Blessures de surutilisation à la jambe

Alors que le printemps est à nos portes, plusieurs coureurs se bousculent dans les rues afin de rattraper le temps perdu. Il s’agit du début, pour plusieurs, de la saison de course. Dans tous les cas, il existe certaines règles à suivre si on veut éviter de se blesser dans ce fabuleux sport qu’est la course à pied. Les blessures reliées à la course à pied sont nombreuses, mais très souvent évitables. Dans cet article, on distinguera trois différentes blessures de surutilisation dans le territoire de la jambe : la périostite, la fracture de stress et le syndrome du compartiment chronique.

La périostite, ou syndrome de stress du tibia médial, est une inflammation du périoste, un tissu enveloppant l’os du tibia, causant ainsi une douleur au niveau de la face interne du tibia à la course ou d’autres sports avec sauts (athlétisme, soccer, basketball). Il est crucial de la prendre en charge rapidement, car si elle demeure non-traitée, elle peut se transformer en fracture de stress. Souvent, la douleur sera présente au début de l’effort physique, puis elle diminuera progressivement avec l’échauffement, avant d’augmenter plus tard durant l’activité lorsque les muscles commencent à se fatiguer.

La fracture de stress est ce qu’on pourrait appeler un début de fracture apparaissant suite à des impacts répétés plutôt qu’à un seul gros impact. Dans les premiers temps, elle ne sera pas visible sur une radiographie, mais elle peut être diagnostiquée avec une scintigraphie osseuse. Le mécanisme par lequel survient une fracture de stress est plutôt simple : la charge de l’entraînement est trop élevée, faisant en sorte que la résorption osseuse est plus élevée que la reconstruction osseuse. Elle se distingue d’une périostite par la présence de douleur la nuit et d’un point précis très douloureux, tandis qu’une périostite sera caractérisée par une douleur plus diffuse.

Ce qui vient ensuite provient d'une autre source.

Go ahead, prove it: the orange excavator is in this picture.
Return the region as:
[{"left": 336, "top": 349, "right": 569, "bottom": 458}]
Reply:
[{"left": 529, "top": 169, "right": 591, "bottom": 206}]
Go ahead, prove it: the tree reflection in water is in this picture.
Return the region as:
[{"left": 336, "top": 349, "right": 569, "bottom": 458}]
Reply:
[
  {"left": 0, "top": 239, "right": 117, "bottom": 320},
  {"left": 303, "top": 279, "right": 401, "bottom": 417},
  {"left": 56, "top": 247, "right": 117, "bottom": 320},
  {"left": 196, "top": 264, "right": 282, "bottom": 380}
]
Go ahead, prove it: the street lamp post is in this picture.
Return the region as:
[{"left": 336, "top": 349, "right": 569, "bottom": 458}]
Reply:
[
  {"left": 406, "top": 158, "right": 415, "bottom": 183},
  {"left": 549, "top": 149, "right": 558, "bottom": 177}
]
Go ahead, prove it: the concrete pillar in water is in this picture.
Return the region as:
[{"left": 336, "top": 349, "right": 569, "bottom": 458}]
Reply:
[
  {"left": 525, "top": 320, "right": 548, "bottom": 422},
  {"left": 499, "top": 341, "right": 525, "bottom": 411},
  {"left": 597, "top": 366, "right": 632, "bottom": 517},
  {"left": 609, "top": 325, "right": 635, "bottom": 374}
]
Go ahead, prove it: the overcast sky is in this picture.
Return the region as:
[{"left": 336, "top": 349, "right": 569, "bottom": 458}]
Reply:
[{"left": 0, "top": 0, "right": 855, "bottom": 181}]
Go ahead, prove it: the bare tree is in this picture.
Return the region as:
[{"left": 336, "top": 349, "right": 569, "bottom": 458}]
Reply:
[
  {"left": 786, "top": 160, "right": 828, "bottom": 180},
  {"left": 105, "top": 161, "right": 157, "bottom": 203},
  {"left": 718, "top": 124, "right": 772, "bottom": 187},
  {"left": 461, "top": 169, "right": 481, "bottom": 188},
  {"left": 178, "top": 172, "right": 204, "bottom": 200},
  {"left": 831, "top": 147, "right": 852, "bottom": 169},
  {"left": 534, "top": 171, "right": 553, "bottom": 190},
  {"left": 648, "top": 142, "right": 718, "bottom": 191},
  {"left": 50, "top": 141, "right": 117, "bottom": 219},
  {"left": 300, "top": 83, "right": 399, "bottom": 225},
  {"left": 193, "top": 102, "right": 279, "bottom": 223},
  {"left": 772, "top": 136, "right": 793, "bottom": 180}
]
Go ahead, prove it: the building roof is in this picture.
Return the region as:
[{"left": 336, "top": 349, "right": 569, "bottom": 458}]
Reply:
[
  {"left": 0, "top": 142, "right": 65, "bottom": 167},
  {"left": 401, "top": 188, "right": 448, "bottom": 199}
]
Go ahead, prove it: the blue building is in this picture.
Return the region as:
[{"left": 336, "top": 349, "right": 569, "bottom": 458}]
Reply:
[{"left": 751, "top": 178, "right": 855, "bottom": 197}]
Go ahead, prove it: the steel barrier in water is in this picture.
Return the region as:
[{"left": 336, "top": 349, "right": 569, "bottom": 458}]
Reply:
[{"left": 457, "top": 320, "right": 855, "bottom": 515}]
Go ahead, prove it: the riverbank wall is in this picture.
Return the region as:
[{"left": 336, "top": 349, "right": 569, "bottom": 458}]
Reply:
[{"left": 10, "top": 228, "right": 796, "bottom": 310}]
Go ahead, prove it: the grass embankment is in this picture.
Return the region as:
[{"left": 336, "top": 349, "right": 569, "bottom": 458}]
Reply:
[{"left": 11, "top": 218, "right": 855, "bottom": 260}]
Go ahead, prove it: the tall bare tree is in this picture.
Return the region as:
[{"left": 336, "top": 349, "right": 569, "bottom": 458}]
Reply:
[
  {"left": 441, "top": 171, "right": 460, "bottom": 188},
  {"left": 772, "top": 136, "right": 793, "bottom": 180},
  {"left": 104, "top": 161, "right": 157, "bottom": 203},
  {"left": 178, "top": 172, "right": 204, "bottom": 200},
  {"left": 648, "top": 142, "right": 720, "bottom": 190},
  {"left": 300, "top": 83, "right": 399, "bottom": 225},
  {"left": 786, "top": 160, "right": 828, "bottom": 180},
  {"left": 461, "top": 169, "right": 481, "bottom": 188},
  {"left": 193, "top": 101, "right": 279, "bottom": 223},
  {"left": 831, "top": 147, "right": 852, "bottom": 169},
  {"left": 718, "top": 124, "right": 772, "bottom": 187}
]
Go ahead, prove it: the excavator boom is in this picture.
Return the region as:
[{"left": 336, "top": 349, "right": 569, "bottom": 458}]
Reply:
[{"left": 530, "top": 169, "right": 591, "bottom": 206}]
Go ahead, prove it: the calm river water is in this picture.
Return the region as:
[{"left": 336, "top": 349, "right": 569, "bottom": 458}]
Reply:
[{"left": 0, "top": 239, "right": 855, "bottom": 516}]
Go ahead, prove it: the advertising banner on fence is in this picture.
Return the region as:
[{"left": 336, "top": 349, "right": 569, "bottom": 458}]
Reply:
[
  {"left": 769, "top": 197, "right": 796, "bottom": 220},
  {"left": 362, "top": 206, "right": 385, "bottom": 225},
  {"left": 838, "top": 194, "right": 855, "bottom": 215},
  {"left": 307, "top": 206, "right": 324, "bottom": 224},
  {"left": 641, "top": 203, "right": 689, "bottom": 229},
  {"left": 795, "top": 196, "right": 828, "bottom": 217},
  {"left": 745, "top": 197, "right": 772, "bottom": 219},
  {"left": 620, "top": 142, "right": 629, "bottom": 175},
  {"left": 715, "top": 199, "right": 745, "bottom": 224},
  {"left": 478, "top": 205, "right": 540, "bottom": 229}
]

Le mécanisme d’apparition du syndrome du compartiment chronique est, quant à lui, assez différent de celui d’une périostite ou d’une fracture de stress. Au niveau de la jambe, les muscles sont séparés en quatre compartiments, tous séparés par des fascias, un genre d’enveloppe de tissus. Lorsque les muscles sont en activité, par exemple lors de la course à pied, ils se gorgent de sang, ce qui, en combinaison avec une diminution de la flexibilité des fascias, peut comprimer les muscles, causant ainsi des douleurs sous forme de crampes. La raideur le lendemain matin suivant la course est plutôt caractéristique du syndrome de compartiment chronique (sentiment d’être très courbaturé).

Les facteurs de risque de blessures de surentraînement se séparent en trois catégories : les facteurs anatomiques, les facteurs reliés à la biomécanique ou au patron de course et les facteurs reliés à l’entraînement. Selon de récentes études, les facteurs liés à l’entraînement seraient responsables de plus de 60 % des blessures de surentraînement. On compte parmi ceux-ci l’augmentation trop rapide de la durée, de la fréquence ou de l’intensité de l’entraînement, un changement de chaussure récent, un changement de la surface sur laquelle on court (surtout les surfaces dures) et le fait de toujours courir du même côté de la rue. 

Quand vient le temps de traiter ce type de blessure, le repos devient un incontournable. Par la suite, il est crucial de bien cibler les causes de la blessure afin de les éliminer. En effet, ces blessures sont très souvent multifactorielles, si bien qu’une faiblesse musculaire ou un manque de flexibilité au niveau de la hanche peut contribuer de façon importante à un problème au pied, par exemple.  Enfin, la reprise des activités se doit d’être progressive : on parle d’une augmentation d’environ 10 % par semaine au maximum. Par conséquent, le mot d’ordre se doit d’être la patience.

Les traitements en physiothérapie seront donc utiles afin de traiter non seulement la douleur, mais aussi, et surtout, de trouver le ou les facteurs ayant mené à la blessure et de les éradiquer. Le physiothérapeute saura vous conseiller et vous guider dans la progression afin de vous retourner à vos activités de façon sécuritaire.